Strona:Tadeusz Dołęga-Mostowicz - Karjera Nikodema Dyzmy.djvu/21

Z Wikiźródeł, wolnej biblioteki
Ta strona została uwierzytelniona.

— Służę ci. Pozwól, że ci przedstawię: pan Dyzma, pan minister Jaszuński.
Dyzma skurczył się w sobie. Nigdy w życiu nie widział ministra. Gdy w urzędzie pocztowym w Łyskowie mówiło się o „ministrze“, było w tem słowie coś tak nierealnego, abstrakcyjnego, coś tak nieskończenie odległego i niedosięgalnego... Z nabożeństwem uścisnął wyciąniętą rękę.
— Wyobraź sobie — zaczął pułkownik — że pan Dyzma miał przed chwilą incydent z tym bałwanem Terkowskim.
— Ach! To pan? Co ty mówisz! — ożywił się minister. — Słyszałem, słyszałem. No, no!

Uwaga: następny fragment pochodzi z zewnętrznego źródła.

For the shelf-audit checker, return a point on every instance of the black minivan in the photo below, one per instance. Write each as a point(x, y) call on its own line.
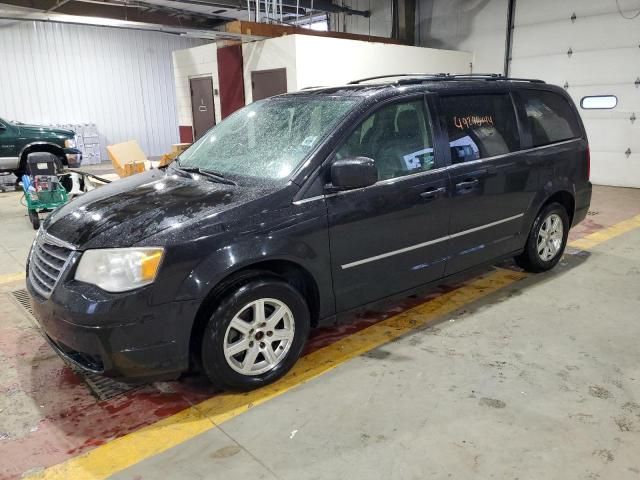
point(301, 207)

— Mało tego, uważasz, — ciągnął pułkownik — gdy mu gratuluję, pan Dyzma powiada: — Terkowski, to głupstwo, ale szkoda sałaty! Uważasz, sałaty!
Obaj wybuchnęli śmiechem, a Dyzma wtórował im bez przekonania. Nagle minister urwał i powiedział znacząco:
— Los rozdętych wielkości. Pcha się, bestja, nachalnie, póki jej kto jasną cholerą w oczy nie zaświeci, a później jest mniej warta od...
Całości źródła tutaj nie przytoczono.